Make no mistake that I am an over the top advocate for the customer within the enterprise. I developed these skills and attitude during the early nineties where I read every book on Customer Service and studied the success of great companies like Disney and Nordstrom's. I knew that this knowledge and mentality would play well inside the corporation. We repeatedly got comments like "you guys are a breath of fresh air" and "you can't be from IT?". So it shouldn't come as a surprise that I adopted and pushed my way into Collaboration and Social Software. These tools give the voice and control back to the end user and away from the tyranny of technology organizations. Our run for seven years was nothing to be ashamed and I think we changed the culture of the company from a collaboration perspective. The question that I place on the table is can you provide too much customer service or client-support?
My knee jerk reaction is hell no and you should go crawl in a hole for even thinking such blasphemy. However, if I take a different perspective then I can see where problems may emerge. If everyone provided the same level of service as Disney did then there wouldn't be a Disney in the first place. You go to Disney to escape from the customer no-service that prevails in most other companies. Therefore, it is understandable to see that other IT organizations can't match your service and there is some form of intimidation and resentment that emerges. What most people didn't see about our team is that we had world class design skills that were leveraged in our online support environment. We had resources that had 7-9 years experience in an IT customer service role. We also believed that our group would live or die by the level of service provided; it was the basis of our business model. Service wasn't an afterthought but the core principle where everything else revolved around.

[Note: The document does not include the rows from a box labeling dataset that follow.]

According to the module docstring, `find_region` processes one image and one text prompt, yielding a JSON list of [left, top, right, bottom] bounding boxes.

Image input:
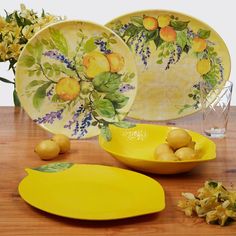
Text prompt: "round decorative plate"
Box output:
[[16, 21, 137, 139], [106, 10, 230, 120], [18, 162, 165, 220]]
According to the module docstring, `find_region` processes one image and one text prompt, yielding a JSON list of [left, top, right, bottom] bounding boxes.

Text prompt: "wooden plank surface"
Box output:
[[0, 107, 236, 236]]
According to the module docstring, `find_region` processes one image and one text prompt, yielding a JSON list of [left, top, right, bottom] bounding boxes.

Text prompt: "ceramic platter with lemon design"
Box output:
[[18, 162, 165, 220], [106, 10, 230, 120], [16, 21, 137, 139]]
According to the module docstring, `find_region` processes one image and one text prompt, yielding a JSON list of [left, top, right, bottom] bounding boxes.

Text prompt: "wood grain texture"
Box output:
[[0, 107, 236, 236]]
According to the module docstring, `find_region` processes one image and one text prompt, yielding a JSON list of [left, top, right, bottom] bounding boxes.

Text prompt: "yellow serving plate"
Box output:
[[99, 124, 216, 174], [106, 10, 230, 120], [19, 163, 165, 220]]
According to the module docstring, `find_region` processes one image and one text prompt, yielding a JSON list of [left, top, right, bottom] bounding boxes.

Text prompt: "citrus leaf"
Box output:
[[20, 55, 35, 68], [33, 82, 52, 110], [170, 20, 189, 31], [92, 72, 121, 93], [0, 77, 15, 84], [94, 99, 116, 118], [49, 28, 68, 56], [101, 125, 111, 141], [84, 38, 97, 53], [113, 121, 136, 128], [197, 29, 211, 39]]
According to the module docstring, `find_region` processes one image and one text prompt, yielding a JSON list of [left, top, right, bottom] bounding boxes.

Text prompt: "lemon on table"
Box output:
[[175, 147, 196, 161], [34, 139, 60, 160], [166, 129, 192, 150], [52, 134, 70, 153]]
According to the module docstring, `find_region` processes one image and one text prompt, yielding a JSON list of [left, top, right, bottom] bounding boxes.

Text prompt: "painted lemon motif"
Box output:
[[193, 37, 207, 52], [83, 51, 110, 78], [107, 53, 125, 72], [143, 16, 158, 31], [196, 59, 211, 75], [157, 15, 170, 28], [56, 77, 80, 101], [160, 26, 176, 42]]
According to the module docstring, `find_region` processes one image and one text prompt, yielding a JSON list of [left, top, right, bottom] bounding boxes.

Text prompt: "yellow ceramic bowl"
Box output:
[[99, 124, 216, 174]]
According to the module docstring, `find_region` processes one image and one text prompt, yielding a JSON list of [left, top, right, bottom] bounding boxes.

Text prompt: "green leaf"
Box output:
[[176, 30, 188, 49], [113, 121, 136, 128], [33, 82, 52, 110], [92, 72, 121, 93], [170, 20, 189, 31], [104, 92, 129, 109], [26, 80, 45, 89], [20, 55, 35, 68], [49, 28, 68, 56], [84, 38, 97, 53], [197, 29, 211, 39], [33, 162, 74, 173], [101, 125, 112, 142], [94, 99, 116, 118], [13, 89, 21, 107], [130, 16, 143, 27], [0, 77, 15, 84]]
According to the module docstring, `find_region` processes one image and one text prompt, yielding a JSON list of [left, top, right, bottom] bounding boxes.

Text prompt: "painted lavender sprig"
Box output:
[[43, 50, 75, 70], [34, 109, 64, 124]]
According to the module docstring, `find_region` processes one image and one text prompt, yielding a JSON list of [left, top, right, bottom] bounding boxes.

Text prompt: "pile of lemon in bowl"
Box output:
[[154, 129, 199, 161]]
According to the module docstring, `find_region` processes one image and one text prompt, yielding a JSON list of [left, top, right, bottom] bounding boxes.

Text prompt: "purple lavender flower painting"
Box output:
[[16, 21, 137, 139], [106, 10, 230, 120]]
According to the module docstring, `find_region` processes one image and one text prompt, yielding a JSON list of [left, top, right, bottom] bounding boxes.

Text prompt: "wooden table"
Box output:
[[0, 107, 236, 236]]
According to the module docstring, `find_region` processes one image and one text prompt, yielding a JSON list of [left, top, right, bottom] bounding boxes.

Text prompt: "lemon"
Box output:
[[175, 147, 196, 160], [83, 51, 110, 79], [34, 139, 60, 160], [143, 16, 158, 31], [52, 134, 70, 153], [156, 152, 179, 161], [196, 59, 211, 75], [56, 77, 80, 101], [107, 53, 125, 72], [166, 129, 192, 150]]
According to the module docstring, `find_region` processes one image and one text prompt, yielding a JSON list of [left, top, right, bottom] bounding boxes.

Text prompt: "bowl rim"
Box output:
[[98, 123, 216, 164]]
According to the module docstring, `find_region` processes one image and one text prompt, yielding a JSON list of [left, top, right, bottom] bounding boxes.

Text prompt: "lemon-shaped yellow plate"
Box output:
[[16, 21, 137, 139], [106, 10, 230, 120], [19, 163, 165, 220], [99, 124, 216, 174]]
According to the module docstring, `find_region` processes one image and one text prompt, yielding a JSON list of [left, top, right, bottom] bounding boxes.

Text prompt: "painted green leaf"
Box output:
[[33, 162, 74, 173], [33, 82, 52, 109], [26, 80, 46, 89], [113, 121, 136, 128], [176, 30, 188, 49], [170, 20, 189, 31], [84, 38, 97, 53], [49, 28, 68, 56], [105, 92, 129, 109], [94, 99, 116, 118], [20, 55, 35, 68], [130, 16, 143, 27], [101, 125, 112, 141], [92, 72, 121, 93], [0, 77, 15, 84], [197, 29, 211, 39]]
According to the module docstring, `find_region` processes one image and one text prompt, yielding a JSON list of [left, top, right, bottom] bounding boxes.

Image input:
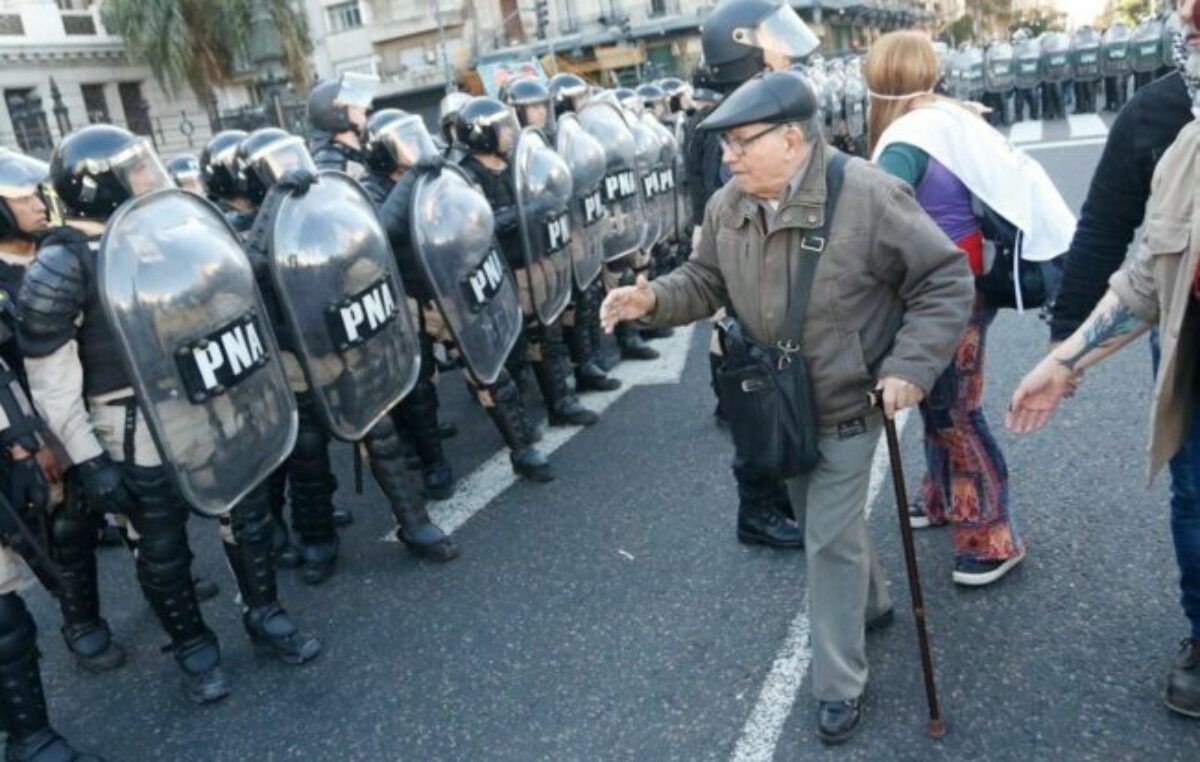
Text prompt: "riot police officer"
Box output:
[[238, 128, 458, 566], [455, 94, 599, 426], [308, 72, 379, 179], [18, 125, 229, 703]]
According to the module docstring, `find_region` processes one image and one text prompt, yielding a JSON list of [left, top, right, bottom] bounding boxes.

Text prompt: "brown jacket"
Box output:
[[1109, 121, 1200, 480], [648, 145, 974, 426]]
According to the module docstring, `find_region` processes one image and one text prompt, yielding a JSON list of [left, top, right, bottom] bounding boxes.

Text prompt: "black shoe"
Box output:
[[817, 696, 863, 746], [192, 576, 219, 604], [421, 461, 455, 500], [738, 504, 804, 550], [575, 362, 620, 394], [866, 608, 896, 632], [241, 602, 320, 666], [62, 619, 125, 672], [509, 446, 554, 482], [396, 522, 458, 563], [170, 632, 229, 704], [300, 536, 338, 584], [1163, 637, 1200, 719], [4, 727, 103, 762]]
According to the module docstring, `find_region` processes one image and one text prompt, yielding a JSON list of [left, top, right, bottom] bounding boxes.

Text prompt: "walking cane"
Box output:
[[868, 390, 946, 738]]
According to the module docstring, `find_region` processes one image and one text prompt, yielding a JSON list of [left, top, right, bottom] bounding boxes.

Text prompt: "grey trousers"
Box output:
[[787, 414, 892, 701]]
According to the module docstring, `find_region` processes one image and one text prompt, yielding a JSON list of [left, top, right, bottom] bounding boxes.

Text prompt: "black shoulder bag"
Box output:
[[716, 151, 847, 479]]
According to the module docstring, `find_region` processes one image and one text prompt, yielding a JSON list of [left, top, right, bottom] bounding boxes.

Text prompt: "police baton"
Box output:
[[866, 389, 946, 738]]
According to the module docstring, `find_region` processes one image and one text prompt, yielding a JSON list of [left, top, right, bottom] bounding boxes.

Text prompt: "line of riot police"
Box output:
[[0, 68, 692, 762]]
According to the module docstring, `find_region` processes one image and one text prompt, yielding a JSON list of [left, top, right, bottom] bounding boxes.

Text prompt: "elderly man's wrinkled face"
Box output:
[[721, 122, 808, 198]]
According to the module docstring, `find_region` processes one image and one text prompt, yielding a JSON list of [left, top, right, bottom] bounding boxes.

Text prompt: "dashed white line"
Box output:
[[731, 410, 910, 762]]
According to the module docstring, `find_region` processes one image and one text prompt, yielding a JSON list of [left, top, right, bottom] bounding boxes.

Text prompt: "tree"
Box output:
[[103, 0, 312, 100]]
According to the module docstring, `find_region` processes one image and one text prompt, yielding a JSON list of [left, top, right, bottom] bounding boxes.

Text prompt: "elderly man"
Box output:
[[601, 72, 974, 743]]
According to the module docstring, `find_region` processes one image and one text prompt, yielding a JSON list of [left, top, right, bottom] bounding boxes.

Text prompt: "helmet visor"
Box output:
[[108, 138, 175, 197], [250, 136, 317, 187], [733, 2, 821, 59], [379, 114, 438, 168]]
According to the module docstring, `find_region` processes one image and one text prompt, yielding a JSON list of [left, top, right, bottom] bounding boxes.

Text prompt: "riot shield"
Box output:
[[1042, 32, 1072, 83], [410, 166, 524, 385], [1015, 40, 1042, 90], [554, 113, 606, 290], [1100, 23, 1133, 77], [270, 170, 421, 442], [580, 102, 646, 262], [510, 127, 575, 325], [1070, 26, 1100, 82], [97, 188, 296, 515], [984, 42, 1016, 95]]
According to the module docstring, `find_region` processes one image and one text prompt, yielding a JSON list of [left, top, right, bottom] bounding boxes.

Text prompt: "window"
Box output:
[[79, 85, 112, 125], [325, 0, 362, 31]]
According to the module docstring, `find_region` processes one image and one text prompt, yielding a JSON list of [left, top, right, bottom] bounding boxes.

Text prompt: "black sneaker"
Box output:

Executives are concerned about scaling that level of service. Perhaps it is a cost issue; although our experience is that it requires far more resources to deliver poor service since the customer has to bring in their own consultants in addition to the IT staff. Our group was small by today's standards and it's far easier to coach and inspire a small group of customer warriors. You can't have one group delivering at customer service level 10 and the rest at level 5. Unless, you have the commitment that would allow you to leverage what the one group did across all the other different teams. Believe me, it is far easier to kill the one shining star than it is to change the entire galaxy of "good-enough" service providers.